While the state court is no doubt correct in asserting that marriage is a social relation subject to the State's police power, the State does not contend in its argument before this Court that its powers to regulate marriage are unlimited notwithstanding the commands of the Fourteenth Amendment. Nor could it do so.
Because we reject the notion that the mere "equal application" of a statute containing racial classifications is enough to remove the classifications from the Fourteenth Amendment's proscription of all invidious racial discriminations, we do not accept the State's contention that these statutes should be upheld if there is any possible basis for concluding that they serve a rational purpose.
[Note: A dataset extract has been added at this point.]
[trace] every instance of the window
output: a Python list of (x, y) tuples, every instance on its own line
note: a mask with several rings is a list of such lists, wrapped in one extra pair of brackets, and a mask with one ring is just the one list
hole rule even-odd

In the case at bar, we deal with statutes containing racial classifications, and the fact of equal application does not immunize the statute from the very heavy burden of justification which the Fourteenth Amendment has traditionally required of state statutes drawn according to race.
The Equal Protection Clause requires the consideration of whether the classifications drawn by any statute constitute an arbitrary and invidious discrimination. The clear and central purpose of the Fourteenth Amendment was to eliminate all official state sources of invidious racial discrimination in the States.
There can be no question but that Virginia's miscegenation statutes rest solely upon distinctions drawn according to race. The statutes proscribe generally accepted conduct if engaged in by members of different races. Over the years, this Court has consistently repudiated "distinctions between citizens solely because of their ancestry" as being "odious to a free people whose institutions are founded upon the doctrine of equality." At the very least, the Equal Protection Clause demands that racial classifications, especially suspect in criminal statutes, be subjected to the "most rigid scrutiny," and, if they are ever to be upheld, they must be shown to be necessary to the accomplishment of some permissible state objective, independent of the racial discrimination which it was the object of the Fourteenth Amendment to eliminate.
There is patently no legitimate overriding purpose independent of invidious racial discrimination which justifies this classification. The fact that Virginia prohibits only interracial marriages involving white persons demonstrates that the racial classifications must stand on their own justification, as measures designed to maintain White Supremacy. We have consistently denied the constitutionality of measures which restrict the rights of citizens on account of race. There can be no doubt that restricting the freedom to marry solely because of racial classifications violates the central meaning of the Equal Protection Clause.
These statutes also deprive the Lovings of liberty without due process of law in violation of the Due Process Clause of the Fourteenth Amendment. The freedom to marry has long been recognized as one of the vital personal rights essential to the orderly pursuit of happiness by free men.
Marriage is one of the "basic civil rights of man," fundamental to our very existence and survival. To deny this fundamental freedom on so unsupportable a basis as the racial classifications embodied in these statutes, classifications so directly subversive of the principle of equality at the heart of the Fourteenth Amendmentis surely to deprive all the State's citizens of liberty without due process of law. The Fourteenth Amendment requires that the freedom of choice to marry not be restricted by invidious racial discriminations. Under our Constitution, the freedom to marry, or not marry, a person of another race resides with the individual and cannot be infringed by the State.
These statutes cannot stand consistently with the Fourteenth Amendment.
Race-based restrictions on marriage are unconstitutional.
Virginia's statutory scheme to prevent marriages between persons solely on the basis of racial classifications held to violate the Equal Protection and Due Process Clauses of the Fourteenth Amendment.